Check to see if a file is generating

Hi guys,

I am pulling my hair out here. I have a file that comes in, once it finishes i want to move it to a new location. This sounds all very easy but my solution is failing and moves the file before it has finished generating.

isrun=`ps -ef | grep -i filename | grep -v grep | wc -l`

while [ $isrun -gt 0 ]
do
sleep 60
done

i test this on the command line it works fine. while the file is generating the result is greater than 0 . But i just ran this and it grabbed the file before it finished generating. Can someone explain what i am doing wrong and or give me a simple solution. I'm sure there maybe an easier way (maybe using fuser) but it drives me insane when everything tells me it should work and it fails to. I am self taught on UNIX so im still learning, any help would be aprreciated

Is the file being generated byyour account - i.e., the process runs under your username.
If this is Linux, you can use the /proc filesystem to see if there exists a file descriptor open for that file. When the descriptor goes away, the file is done generating.

You can also use inotify, lsof, or fuser to see if that process has the file open. Depends on the OS.

Please identify the OS and shell you are using. Then we can give you exact help.

1 Like

First you need to precisely define "done". Then how do you handle error conditions?

And you need to take into account the only entity that knows for certain that the file is "done" - and correct - is whatever is writing it.

Even checking if a process has the file open isn't going to tell you the file is "done" with certainty - that ignores error conditions, such as when a network connection fails.

1 Like

Thanks for the replies, Jim the system I am using is a Solaris. With very strict restrictions on plugins. So I think fuser maybe the way to go? Could you suggest away to use that?
Also achenle thanks for your input. Good points made. Will have to consider the error handling when I get past this little snagget.

---------- Post updated at 10:39 PM ---------- Previous update was at 10:30 PM ----------

Just had another thought. Could I use cksum in some way?
cksum file grab it using awk '{print $1}' then checking it again and comparing the cksums? Not sure on how to do that but maybe an approach?

The easiest way to know that a file is complete is to also write a marker file, so if you are sending it with ftp or similar, you would do the following on the sending:-

cd $target_dir
put $file
put /dev/null $file.OK

On the receiving server, you write you script to look for $file.OK and then you know you have the file.

Of course, you should put an error check after you think you have sent the data file before writing the flag file else the receiving server will just grab it.

If you want to use a checksum, you could use this as content to the flag file, assuming that the sender and the receiver are using the same check-sum algorithm, i.e. the output from sum is very different to cksum and it depends what each side has.

So, on the sender, something like:-

cksum $file >$file.OK
ftp ......... # whatever you usually put here
   cd
   put $file
   put $file.OK
   quit

And on the receiver:-

cksum $file > $file.cksum
diff -q $file.OK $file.ckcum
if [ $? -ne 0 ]
then
   echo "Transfer error"
   exit
fi

Of course you could use the m5sum functions to make this neater if you wish with:-

md5sum $file>$file.OK
ftp .......etc.

...and...

if [ ! -z "`md5sum --quiet -c $file.OK 2>&1`" ]
then
   echo "Transfer error"
fi

Does this logic help?

Robin

1 Like

You didn't reply to jim's first question. "Is the file being generated byyour account - i.e., the process runs under your username.?"

If yes, you need to use the correct way of implementation. i.e.
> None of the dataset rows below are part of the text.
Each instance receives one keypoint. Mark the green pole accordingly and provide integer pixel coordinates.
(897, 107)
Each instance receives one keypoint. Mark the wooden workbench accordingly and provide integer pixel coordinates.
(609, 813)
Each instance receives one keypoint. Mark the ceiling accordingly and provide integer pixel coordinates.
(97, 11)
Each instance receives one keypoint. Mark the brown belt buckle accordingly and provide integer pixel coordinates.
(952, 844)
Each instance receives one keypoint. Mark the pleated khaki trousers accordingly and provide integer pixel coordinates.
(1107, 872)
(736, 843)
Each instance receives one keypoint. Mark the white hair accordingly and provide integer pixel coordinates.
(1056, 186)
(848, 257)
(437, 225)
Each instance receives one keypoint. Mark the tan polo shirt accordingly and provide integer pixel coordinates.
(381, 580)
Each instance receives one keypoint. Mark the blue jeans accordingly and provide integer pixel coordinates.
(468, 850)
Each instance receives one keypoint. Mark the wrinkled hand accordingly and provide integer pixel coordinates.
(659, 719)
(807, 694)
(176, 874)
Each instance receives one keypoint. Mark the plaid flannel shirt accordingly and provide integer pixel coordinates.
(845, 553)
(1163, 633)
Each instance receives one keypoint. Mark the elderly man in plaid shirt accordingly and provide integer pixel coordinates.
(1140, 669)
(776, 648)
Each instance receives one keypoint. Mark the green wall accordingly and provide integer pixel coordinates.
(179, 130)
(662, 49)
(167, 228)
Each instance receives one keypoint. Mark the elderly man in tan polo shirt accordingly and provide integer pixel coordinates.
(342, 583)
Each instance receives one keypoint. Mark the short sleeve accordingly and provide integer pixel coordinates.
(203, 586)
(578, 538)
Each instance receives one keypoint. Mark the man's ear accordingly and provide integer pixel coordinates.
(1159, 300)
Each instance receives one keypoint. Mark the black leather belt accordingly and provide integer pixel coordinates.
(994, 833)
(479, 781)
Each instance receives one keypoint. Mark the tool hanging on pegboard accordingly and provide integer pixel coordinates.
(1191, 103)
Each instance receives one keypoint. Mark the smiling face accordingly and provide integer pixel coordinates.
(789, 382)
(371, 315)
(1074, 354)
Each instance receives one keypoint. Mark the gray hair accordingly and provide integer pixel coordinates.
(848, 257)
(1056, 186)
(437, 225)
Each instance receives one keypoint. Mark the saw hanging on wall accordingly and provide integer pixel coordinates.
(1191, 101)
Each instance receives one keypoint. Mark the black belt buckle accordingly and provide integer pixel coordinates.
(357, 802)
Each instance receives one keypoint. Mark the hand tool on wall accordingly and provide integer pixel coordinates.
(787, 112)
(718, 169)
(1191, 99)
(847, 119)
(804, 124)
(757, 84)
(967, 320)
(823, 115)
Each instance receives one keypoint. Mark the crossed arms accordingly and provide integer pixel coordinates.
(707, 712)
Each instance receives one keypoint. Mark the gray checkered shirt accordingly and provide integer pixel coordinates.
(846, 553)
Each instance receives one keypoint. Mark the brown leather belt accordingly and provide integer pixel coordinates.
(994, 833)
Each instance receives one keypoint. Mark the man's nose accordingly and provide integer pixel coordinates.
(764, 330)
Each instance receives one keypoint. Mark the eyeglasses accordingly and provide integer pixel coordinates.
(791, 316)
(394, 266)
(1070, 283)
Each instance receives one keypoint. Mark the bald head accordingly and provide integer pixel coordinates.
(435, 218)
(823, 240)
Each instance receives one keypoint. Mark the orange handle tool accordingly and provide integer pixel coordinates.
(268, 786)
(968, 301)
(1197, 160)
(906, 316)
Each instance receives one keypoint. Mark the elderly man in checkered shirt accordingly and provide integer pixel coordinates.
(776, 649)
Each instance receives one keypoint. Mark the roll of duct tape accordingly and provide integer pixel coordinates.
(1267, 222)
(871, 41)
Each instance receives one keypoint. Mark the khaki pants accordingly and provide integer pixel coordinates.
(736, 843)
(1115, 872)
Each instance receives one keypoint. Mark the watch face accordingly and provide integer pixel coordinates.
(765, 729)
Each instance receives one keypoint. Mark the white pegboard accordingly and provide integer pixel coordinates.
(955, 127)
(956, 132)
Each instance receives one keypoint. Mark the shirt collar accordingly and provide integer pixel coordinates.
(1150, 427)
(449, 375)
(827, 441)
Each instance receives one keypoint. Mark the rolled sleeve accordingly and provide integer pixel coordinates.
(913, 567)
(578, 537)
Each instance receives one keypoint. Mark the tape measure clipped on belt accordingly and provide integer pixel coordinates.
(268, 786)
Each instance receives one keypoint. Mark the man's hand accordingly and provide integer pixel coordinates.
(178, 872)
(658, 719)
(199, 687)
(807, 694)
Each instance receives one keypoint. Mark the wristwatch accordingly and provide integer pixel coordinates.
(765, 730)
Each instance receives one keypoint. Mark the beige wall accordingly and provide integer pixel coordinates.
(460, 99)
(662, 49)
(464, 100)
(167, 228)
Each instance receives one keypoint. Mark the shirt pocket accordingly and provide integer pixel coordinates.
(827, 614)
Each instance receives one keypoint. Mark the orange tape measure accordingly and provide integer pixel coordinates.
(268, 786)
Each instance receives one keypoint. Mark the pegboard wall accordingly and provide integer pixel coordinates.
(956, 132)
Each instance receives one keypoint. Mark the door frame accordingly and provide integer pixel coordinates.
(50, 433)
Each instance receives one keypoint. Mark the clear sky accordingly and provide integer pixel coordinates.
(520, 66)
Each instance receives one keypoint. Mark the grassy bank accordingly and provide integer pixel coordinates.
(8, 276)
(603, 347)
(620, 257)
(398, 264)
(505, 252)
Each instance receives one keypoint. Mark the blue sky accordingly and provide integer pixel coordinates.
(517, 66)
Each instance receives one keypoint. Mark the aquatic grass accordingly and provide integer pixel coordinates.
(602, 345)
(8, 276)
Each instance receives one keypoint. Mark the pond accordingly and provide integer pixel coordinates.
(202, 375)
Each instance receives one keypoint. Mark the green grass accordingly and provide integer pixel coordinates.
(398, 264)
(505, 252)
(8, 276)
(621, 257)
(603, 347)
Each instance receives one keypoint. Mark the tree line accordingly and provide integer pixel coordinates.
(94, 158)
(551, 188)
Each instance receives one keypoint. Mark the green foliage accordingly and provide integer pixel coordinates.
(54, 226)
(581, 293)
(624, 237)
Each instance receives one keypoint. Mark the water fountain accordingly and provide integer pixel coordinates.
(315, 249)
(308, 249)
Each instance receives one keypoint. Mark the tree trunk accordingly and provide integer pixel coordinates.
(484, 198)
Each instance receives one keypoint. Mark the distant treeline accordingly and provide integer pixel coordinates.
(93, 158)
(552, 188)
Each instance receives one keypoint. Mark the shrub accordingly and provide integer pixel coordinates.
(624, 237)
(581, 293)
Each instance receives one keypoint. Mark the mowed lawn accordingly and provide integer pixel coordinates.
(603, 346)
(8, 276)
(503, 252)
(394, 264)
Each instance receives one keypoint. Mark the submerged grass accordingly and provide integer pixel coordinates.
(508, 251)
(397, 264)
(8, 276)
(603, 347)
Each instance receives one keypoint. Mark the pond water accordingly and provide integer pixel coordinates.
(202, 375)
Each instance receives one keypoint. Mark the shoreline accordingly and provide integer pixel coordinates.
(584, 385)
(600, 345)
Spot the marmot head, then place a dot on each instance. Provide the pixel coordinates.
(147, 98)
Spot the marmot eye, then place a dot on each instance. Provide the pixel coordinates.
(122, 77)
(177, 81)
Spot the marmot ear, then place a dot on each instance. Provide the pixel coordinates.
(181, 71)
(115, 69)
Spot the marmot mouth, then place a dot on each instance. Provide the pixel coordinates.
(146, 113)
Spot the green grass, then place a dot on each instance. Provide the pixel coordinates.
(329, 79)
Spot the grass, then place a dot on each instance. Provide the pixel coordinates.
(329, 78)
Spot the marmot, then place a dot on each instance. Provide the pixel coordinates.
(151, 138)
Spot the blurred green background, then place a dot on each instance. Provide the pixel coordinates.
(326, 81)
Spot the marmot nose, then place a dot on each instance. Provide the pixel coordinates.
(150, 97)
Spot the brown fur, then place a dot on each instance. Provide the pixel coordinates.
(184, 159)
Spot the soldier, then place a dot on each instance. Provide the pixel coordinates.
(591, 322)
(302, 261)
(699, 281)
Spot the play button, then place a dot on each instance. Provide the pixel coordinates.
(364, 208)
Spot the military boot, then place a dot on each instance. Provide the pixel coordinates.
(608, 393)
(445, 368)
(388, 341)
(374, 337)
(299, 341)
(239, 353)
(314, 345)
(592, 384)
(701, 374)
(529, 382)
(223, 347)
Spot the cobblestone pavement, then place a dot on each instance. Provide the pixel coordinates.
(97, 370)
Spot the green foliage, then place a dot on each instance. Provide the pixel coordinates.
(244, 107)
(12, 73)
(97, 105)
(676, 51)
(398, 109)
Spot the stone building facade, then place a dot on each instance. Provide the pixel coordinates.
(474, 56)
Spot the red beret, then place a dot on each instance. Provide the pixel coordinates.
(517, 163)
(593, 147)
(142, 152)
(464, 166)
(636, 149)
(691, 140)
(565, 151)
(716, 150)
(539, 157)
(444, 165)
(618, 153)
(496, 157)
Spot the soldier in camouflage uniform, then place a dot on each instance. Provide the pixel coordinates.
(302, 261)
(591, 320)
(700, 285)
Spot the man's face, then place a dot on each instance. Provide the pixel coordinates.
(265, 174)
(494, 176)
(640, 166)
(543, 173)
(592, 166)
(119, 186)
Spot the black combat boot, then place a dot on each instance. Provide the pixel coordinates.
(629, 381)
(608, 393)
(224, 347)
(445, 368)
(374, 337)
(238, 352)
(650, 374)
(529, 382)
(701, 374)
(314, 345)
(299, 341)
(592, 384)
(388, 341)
Only move the complete file to the final directory. It means, use some temp location while it being written, when finished, move to final location.

1 Like

Thanks, great replies. Alas the file is sent from a 3rd party and all I do with it is wait till its complete and send it onto someone else. This is a manual task so I thought I would automate it. I am surprised at the problems I ran into. In my head I am thinking easy. Got to love unix and how you can do 1 thing several ways.

  1. is the file there
  2. has it finished generating
  3. send the fiile.

why cant I think of an elegant way to do that.
Thanks guys for taking the time to help a self taught noob.

As rbatte1 posted, you have to design the "done" part into the way you transmit the file.

Without that, there is no elegant way to do it.

As said before, fuser is appropriate here.
Much better than comparing times with ls -l (which is less overhead than comparing the contents with cksum ).

file=filename
while :
do
  pid=`fuser "$file" 2>/dev/null`
  [ -z "$pid" ] && break
  echo "$file is in use by process"
  ps -p "$pid"
  sleep 60
done
echo "$file is completed."